Each tear and each stroke of the sculptor's tool helps Merlynn Gunnell remember her son Justin. His favorite saying was, "plow to the end of the furrow." Gunnell says, "He loved what he did and such a choice spirit. I feel it such an honor to be his mom."
Justin was one of eight Utah State University students who, with their professor, lost their lives when the van they were riding in skidded out of control and rolled off I-84 on Sept. 26, 2005.
The university commissioned a monument, and after interviewing the families about what would best represent their loved one, sculptor Mark DeGraffenried has invited the families to leave a mark.
Kim Wilcox gently molded the wedding band on the clay model of her husband, Bradley's, hand. "I honestly think it's really amazing that the school is doing this. The sculptures are beautiful. I think it's really, really nicely done," she said.
The families say the monument has brought them together. They now offer support and friendship to one another.

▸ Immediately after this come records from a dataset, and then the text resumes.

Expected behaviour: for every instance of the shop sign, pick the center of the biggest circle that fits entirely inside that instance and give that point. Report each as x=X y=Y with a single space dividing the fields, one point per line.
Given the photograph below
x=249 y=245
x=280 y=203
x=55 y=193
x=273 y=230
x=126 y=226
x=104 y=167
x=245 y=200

Work on this project has been a deeply personal experience for the monument builder, the designer and the artist. "What this is all about is capturing the spirit of those individuals whose lives were shortened and being able to involve the people who are trying to fill a void with that loss," DeGraffenried said.
Though each panel represents an individual, together they create a sense of community, a sense of healing.
The unveiling ceremony will take place in November or December of this year in the Taggart Student Union building. The sculpture will eventually have a permanent place in the foyer of a new College of Agriculture Building.